ED: Artists, anyone, should do what they want,
and if it means to have kids -- ok. I mean, I honestly think we can do
with more thoughtful and creative sorts, but that doesn't mean popping
out some kids. Artists can pop 'em out then hand 'em out, too, if they
want. Give their spawn to conservative Republicans to emotionally
cripple. Uuh. I don't even know. Would I have kids? The moment they
start crying, I'm telling them they need a new mother.
AR: Do you believe in recycling?
ED: I believe in recycling in myriad forms!
From material recycling to idea recycling.
AR: Is planet Earth about to be recycled?
ED: Planet Earth should be recycled. It's really a mess right now.
AR: What are you working on these days? How're things in Texas?
ED: I'm not working on much art these days. I
doodle, I brainstorm, whatever. I'm pretty slow at developing concrete
plans for projects. I do have some visions of a video that may or may
not come to be. There's an artist/musician here called Bubbleface who
hosts a weekly music night here, and I may get in on that. Right now I'm
learning and researching, and trying to manage my time between work,
making a social life, paying off debts, spending time with my sister --
a lot of life shit most artists have to contend with, I guess. I've been
taking a boxing class for a month or so. I have the inclination to
compete but I'm still learning basics. We'll see how that informs my
art. I've only been in Austin for three months -- it's felt like
forever. I have to remind myself that, once in a while, when I get
anxious about productivity. It's really been a crash course in
everything -- new job, new activities, new surroundings. Time
none-the-less goes slower. There's more nature here and it's also hot.
There's a 1000+ acre wilderness reserve next to my apartment where I got
lost for a bit. People are always running around, biking,
kayaking/canoeing on the river. It's also true too that shit's bigger in
Texas. Huge cars, huge supermarkets, towering overpasses. But then it's
strangely the same as ever. I've seen weird Austin doppelgangers of
people I know in Chicago. There's good beer everywhere. People drink,
dance, and party -- dress weird, act weird -- the usual things.
AR: Will there be another Garbage World?
ED: The future is very uncertain. Deep down I
love the energy on the night of the event, seeing everything come
together -- but the organizing process is so hectic. I know I need to
find a troupe of trustworthy and loyal fellows if I want to have another
Garbage World. I really can't say if another one will happen anytime
soon. In a perfect world, I would give an enthusiastic yes.
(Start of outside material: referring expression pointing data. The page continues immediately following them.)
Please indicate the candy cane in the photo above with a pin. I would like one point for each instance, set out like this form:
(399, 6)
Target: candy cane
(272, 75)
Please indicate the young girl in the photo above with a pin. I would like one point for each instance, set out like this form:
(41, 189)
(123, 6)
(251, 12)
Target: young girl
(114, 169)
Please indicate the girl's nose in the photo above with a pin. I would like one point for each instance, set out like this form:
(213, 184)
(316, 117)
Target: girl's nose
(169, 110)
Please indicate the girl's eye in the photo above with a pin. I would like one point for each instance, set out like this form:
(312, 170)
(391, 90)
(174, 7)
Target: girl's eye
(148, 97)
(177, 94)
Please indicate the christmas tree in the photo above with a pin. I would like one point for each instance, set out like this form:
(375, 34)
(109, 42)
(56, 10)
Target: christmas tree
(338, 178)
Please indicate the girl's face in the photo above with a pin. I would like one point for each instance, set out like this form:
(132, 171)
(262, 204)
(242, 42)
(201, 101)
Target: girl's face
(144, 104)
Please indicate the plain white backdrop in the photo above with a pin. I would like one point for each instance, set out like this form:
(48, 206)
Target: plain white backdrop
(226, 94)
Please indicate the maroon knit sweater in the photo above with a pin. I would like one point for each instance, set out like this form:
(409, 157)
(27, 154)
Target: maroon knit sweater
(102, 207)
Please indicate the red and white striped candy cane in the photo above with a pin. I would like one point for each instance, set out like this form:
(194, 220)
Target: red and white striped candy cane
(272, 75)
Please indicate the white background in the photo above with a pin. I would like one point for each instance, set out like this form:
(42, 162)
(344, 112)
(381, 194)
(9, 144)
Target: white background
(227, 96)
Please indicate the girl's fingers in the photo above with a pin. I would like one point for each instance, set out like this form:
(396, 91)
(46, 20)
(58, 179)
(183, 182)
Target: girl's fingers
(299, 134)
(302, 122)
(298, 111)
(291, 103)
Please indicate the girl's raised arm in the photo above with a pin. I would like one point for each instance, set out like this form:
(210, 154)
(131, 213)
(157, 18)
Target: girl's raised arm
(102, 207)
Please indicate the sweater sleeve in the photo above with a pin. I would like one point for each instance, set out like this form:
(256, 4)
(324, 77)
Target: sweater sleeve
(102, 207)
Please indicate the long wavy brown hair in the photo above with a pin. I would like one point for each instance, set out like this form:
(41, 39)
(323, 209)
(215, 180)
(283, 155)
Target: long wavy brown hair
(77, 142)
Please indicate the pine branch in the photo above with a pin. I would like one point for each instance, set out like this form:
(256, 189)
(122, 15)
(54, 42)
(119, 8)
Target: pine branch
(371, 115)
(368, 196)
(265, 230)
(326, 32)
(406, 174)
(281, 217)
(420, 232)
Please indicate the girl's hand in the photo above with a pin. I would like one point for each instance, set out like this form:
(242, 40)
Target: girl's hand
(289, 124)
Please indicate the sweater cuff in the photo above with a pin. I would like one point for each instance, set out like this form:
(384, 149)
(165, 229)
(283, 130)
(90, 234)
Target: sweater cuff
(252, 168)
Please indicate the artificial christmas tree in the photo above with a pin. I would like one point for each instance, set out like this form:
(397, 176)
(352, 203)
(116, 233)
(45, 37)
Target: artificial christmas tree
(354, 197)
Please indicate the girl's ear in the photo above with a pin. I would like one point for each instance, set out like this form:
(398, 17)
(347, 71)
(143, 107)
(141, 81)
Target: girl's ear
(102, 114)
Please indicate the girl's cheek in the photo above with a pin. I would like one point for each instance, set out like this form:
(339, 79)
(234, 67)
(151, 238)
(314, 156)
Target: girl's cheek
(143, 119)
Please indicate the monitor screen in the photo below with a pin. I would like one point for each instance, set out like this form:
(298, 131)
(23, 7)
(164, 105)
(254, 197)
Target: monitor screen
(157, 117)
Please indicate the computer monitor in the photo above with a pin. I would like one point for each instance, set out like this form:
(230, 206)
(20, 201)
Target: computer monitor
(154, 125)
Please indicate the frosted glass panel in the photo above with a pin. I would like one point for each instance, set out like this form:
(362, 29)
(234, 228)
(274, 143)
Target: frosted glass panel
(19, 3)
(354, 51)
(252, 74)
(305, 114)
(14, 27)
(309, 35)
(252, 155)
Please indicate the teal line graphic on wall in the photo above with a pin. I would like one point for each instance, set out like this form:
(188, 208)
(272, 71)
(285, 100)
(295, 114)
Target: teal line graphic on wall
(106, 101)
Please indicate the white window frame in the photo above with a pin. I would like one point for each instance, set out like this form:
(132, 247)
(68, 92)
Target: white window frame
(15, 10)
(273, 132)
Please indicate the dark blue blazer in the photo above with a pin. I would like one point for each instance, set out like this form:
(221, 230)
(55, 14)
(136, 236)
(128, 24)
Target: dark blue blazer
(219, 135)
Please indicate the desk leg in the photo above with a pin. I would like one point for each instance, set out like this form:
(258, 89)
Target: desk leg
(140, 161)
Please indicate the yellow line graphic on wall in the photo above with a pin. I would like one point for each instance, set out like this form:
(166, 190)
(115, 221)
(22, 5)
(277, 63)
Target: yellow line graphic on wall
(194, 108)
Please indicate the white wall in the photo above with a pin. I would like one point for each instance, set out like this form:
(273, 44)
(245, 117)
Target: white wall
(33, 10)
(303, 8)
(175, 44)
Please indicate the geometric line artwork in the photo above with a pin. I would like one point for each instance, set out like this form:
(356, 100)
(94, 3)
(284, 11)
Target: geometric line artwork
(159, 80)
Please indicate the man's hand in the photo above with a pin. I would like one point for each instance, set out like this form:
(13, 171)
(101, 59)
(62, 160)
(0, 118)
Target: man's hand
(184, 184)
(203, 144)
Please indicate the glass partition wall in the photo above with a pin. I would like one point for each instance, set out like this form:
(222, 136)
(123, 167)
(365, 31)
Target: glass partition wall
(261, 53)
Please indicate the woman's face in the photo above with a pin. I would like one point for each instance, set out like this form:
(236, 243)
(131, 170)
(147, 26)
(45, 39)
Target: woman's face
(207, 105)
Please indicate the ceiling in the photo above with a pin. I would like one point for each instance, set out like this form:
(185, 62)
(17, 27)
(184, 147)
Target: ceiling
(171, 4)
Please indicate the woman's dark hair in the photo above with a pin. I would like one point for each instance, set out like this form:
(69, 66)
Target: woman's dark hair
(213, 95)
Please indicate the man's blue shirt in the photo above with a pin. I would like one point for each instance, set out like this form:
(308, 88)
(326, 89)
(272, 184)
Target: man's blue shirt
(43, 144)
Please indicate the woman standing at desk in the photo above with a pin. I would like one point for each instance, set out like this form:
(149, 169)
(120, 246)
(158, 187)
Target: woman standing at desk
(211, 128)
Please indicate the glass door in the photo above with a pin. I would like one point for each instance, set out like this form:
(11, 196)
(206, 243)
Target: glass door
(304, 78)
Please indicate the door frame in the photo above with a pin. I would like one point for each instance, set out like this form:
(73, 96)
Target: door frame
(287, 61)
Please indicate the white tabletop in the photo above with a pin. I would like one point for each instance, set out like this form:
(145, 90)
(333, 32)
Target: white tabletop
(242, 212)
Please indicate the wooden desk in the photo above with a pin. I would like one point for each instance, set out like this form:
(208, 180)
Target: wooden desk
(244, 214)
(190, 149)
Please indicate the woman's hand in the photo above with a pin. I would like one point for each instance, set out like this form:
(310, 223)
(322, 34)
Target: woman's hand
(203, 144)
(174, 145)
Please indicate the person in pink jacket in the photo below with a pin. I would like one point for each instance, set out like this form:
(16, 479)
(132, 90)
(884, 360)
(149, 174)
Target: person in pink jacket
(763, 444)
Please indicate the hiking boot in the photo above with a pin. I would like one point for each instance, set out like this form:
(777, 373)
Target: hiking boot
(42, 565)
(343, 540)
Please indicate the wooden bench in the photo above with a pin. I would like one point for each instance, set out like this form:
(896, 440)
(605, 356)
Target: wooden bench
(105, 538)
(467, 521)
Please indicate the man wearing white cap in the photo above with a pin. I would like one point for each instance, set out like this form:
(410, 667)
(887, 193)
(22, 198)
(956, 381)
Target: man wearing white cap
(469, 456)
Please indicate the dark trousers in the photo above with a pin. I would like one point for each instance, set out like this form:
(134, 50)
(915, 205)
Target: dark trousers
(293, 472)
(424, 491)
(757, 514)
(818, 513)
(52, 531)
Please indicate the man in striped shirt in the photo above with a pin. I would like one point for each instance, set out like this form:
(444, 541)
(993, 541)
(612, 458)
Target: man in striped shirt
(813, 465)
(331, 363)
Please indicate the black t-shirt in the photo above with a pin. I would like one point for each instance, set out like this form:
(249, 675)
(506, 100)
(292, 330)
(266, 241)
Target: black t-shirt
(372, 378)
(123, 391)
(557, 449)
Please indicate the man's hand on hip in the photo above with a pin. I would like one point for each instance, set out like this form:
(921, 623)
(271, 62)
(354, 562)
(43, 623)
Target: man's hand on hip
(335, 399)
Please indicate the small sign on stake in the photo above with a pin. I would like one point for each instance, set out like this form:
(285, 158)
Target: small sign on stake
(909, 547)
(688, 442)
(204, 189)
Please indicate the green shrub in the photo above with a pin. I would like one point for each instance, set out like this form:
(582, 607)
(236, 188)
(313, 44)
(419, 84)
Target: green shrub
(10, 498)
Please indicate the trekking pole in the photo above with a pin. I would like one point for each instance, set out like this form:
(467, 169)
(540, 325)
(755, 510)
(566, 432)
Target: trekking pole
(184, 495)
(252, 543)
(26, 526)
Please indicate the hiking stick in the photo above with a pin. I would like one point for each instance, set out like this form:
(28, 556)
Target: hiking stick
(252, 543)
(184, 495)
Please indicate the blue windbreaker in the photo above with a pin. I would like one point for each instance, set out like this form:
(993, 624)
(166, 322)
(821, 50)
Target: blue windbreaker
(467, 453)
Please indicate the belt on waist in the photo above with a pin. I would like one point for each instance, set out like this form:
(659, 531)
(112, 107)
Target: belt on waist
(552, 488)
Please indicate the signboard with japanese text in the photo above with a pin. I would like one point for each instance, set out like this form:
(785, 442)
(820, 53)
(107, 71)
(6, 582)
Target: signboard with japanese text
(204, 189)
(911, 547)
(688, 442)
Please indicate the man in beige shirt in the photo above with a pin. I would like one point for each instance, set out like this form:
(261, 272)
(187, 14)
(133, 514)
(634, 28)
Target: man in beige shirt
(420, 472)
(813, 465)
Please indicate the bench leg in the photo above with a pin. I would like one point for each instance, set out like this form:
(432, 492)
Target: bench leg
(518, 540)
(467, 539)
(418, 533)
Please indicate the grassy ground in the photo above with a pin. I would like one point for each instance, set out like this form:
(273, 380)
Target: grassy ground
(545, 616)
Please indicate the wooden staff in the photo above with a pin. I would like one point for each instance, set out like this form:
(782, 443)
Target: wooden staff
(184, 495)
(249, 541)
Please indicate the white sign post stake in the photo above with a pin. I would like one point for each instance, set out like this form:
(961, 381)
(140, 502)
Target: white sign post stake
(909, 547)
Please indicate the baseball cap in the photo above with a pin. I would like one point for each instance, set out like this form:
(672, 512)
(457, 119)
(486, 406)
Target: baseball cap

AR: Why make performance art?
ED: Everybody will have their reasons. I can
only answer for myself. I try to do what feels right -- sometimes the
experience feels awful until the very end and maybe feels right a little
later. Sometimes it's just awful forever. I've been using performance as
a tool to make sense of/engage with the world around me through acting
out, starting conversations, and reflecting on the aftermath. People
talk back, or don't. Something else happens and . . . er -- I don't
really know how to go from there on the why. My head keeps going on
goofy tangents. The world is difficult. Struggles of people, struggles
within myself. What am I supposed to make of it all? I'm so darn emo and
angst ridden. At least I'm doing something? Have I bettered your
world??? Who's it all done for anyway? Certainly not for God. I might
not be in Chicago anymore, but, you know, it's the same scene
everywhere. Now back to the internet. But, really, do what's in your
heart, yo. But what if that means to kill? Why kill?